The Supreme Court has decided to look into whether the fee charged by the foreign law firms for advising non-resident companies on various projects in India was taxable.

The issue has been raised for the first time by the income tax department alleging that London-based law firm Clifford Chance was liable to pay tax on the payments received by it for giving legal advice on various power projects in India.

A Bench headed by Justice SH Kapadia had sought reply from Clifford Chance on why it should not pay tax on Rs 9.16 crore that it received for giving advice to various non-resident companies on three projects in India?Bhadravati Power Project, Vizag Power Project and Ravva Oil & Gas Fields project.

The department represented by attorney general GE Vahanvati said the law firm had failed to furnish agreements and relevant information in respect to two projects executed in India and also to prove that it had rendered services outside India.

?The assessee has not provided any detail regarding services rendered outside India. The services provided were on an ongoing basis and are inextricably linked to the presence of its personnel in India. Therefore, it cannot be said to be independent of the presence in India,? the petition said.
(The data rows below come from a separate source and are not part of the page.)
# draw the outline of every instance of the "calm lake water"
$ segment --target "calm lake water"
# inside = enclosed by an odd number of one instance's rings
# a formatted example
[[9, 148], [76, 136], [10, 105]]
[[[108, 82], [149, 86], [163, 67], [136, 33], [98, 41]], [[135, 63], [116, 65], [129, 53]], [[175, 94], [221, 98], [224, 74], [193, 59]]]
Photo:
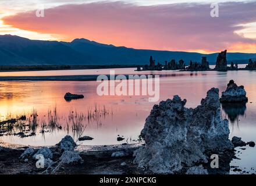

According to the I-T department, the Bombay High Court, which gave relief to the law firm, while following the apex court’s decision in the case of Ishkawajima Harima Heavy Industries versus I-T director, had ignored the explanation inserted by the Finance Act 2007 in Section 9 of the Income Tax Act 1961, which reaffirmed that irrespective of the situs of the services, the situs of the payer and utilisation of service would determine the tax jurisdiction.

Opposing the department’s appeal, Clifford Chance said that it had accepted that all the fees charged by it, when its partners or associates were present in India, would undoubtedly be taxable in India.

The issue has been upheld by the high court and the question of applicability of tax treaty becomes academic now, as it had not challenged the same, the law firm said in its reply.

According to the foreign law firm, while the verdict in Ishikawajma-Harima Heavy Industries vs department of income tax was later amended with retrospective effect in accordance with Finance Act 2007, no changes had been made to the section and thus the general principles of territorial nexus continue to apply.

The UK firm was appointed legal advisor for the three projects in 1995-96. While Bhadravati power project was a venture between Ispat Industries and non-resident companies GEC Alsthom group and Electricite de France, Vizag Power Project was a joint venture between two non-resident companies National Power PLC and Machen Development Corporation. Ravva Oil and Gas Fields project was developed by Chase Manhattan (Australia) Ltd.

The I-T department said while the assessee had filed income tax returns in March 1998 declaring nil income, it had claimed refund of Rs 88.64 lakh as the tax deducted at source by Mumbai-based Ispat Industries on fee amounting to more than Rs 2.46 crore remitted to the firm. However, the firm had not filed any income tax returns for 1997.